Student accommodation

For Blackstone, student accommodation is another big bet; the group has signed a $500 million deal to buy a business called Student One, which has towers in Brisbane’s Wharf Street, Adelaide Street and Elizabeth Street, with about 2300 beds all up.

This is part of a global bet by Blackstone. Foreign student numbers are surging in the wake of the pandemic, while supply is muted. Tynan said Australia’s student-to-bed ratio was modest compared with Britain and the US, and local supply had further been diminished by the fact that students were finding it hard to tap a stock-starved general rental market.

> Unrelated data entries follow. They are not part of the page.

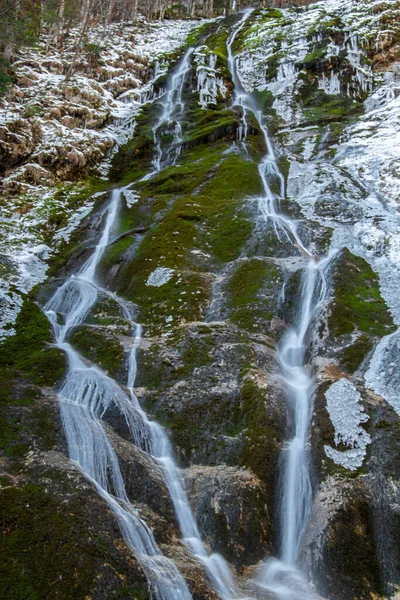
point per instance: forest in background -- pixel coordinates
(22, 22)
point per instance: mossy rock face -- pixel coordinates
(209, 386)
(339, 547)
(103, 347)
(358, 311)
(29, 363)
(58, 542)
(230, 505)
(253, 294)
(198, 220)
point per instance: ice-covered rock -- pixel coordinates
(346, 412)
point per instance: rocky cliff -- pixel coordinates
(216, 285)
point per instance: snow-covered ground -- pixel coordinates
(63, 127)
(349, 184)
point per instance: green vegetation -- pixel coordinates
(358, 303)
(101, 347)
(264, 433)
(252, 294)
(28, 354)
(49, 550)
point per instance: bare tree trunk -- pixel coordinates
(110, 11)
(133, 12)
(87, 7)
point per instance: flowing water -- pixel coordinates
(283, 576)
(87, 392)
(84, 397)
(168, 124)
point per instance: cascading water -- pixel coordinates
(87, 392)
(168, 123)
(84, 397)
(282, 576)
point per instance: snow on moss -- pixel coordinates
(64, 128)
(160, 276)
(346, 412)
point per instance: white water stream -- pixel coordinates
(168, 123)
(283, 576)
(87, 392)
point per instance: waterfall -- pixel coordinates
(87, 392)
(84, 397)
(283, 576)
(168, 123)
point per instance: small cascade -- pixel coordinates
(283, 576)
(168, 123)
(268, 168)
(84, 397)
(209, 80)
(88, 392)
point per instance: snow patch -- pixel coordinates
(346, 412)
(160, 276)
(383, 375)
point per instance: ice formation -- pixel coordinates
(346, 412)
(160, 276)
(114, 99)
(210, 83)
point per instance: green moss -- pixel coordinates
(352, 356)
(263, 436)
(27, 353)
(251, 293)
(358, 304)
(102, 348)
(48, 550)
(205, 212)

“It’s certainly something that we think has longevity and definitely has an undersupply of purpose-built student accommodation,” Tynan said, adding that Blackstone will be hunting for other opportunities in the sector.

Industrial property

The final hot area is a more obvious one: industrial property. Sean McMahon, chief investment officer at Charter Hall, said demand was outstripping supply by about 1.5 times, with the current wave of immigration likely to add another big boost to demand.

The push into so-called alternative parts of the real estate sector mirrors the broader shift into alternatives across global financial markets. At its heart is what Tynan poetically described as the hunt for “the real estate expressions of the changing ways we work, live and play”.

But as AirTrunk’s Khuda says, investors and lenders are being selective. With the interest rate outlook still uncertain, investors are focused on the biggest and best players with the strongest and most privileged assets.